Now the man Moses was very meek. Num. xii. 3.
2. Evincing mildness of temper, or patience; characterized by mildness or patience; as, a meek answer; a meek face.
"Her meek prayer." Chaucer.
Syn. -- Gentle; mild; soft; yielding; pacific; unassuming; humble. See Gentle.
Modern Miriam-Webster Dictionary:
Definition of MEEK
1: enduring injury with patience and without resentment : mild
2: deficient in spirit and courage : submissive
3: not violent or strong : moderate
So it does look like there has been a shift in the worldly definition of "meek."
That said, I'm not sure it's quite right to provide two different definitions in 1828, one for Moses and one for Christ. Granted, the Old Testament was Hebrew and the New Testament was originally Greek, right? But does that really mean that "meek" had two significantly different meanings Biblically? I don't know about that.
Either way, I think a man could possibly accept 1828 definition 2 in a hero (though "not...self-sufficient" is pushing it). Definition 1, maybe not; "soft" and "yielding" are not really something one expects a hero to be.
1913 would be less popular with heroes, I think ("submissive," "mildness," "soft").

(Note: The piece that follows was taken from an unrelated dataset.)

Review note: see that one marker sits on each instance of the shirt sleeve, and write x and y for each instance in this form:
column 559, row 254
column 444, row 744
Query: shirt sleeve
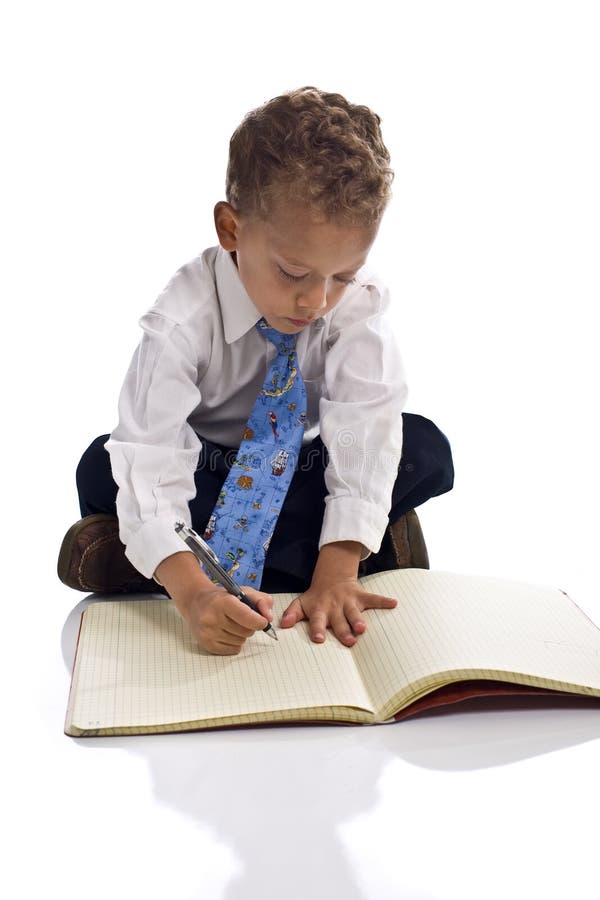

I think the modern definition, with the possible exception of definition 1, is just disastrous for male heroes. Definition 1 actually more or less matches how some Bible sites I saw online defined "meek." Other definitions included "submission to God's will." That sort of submission is super-hard, granted (at least, I struggle with it). But to me it sounds much easier than both submitting to God's direct commands and ALSO being humble and gentle to other people. One page mentioned that meekness to people will come easily if you're completely submissive to God. Could be; I've just never gotten there.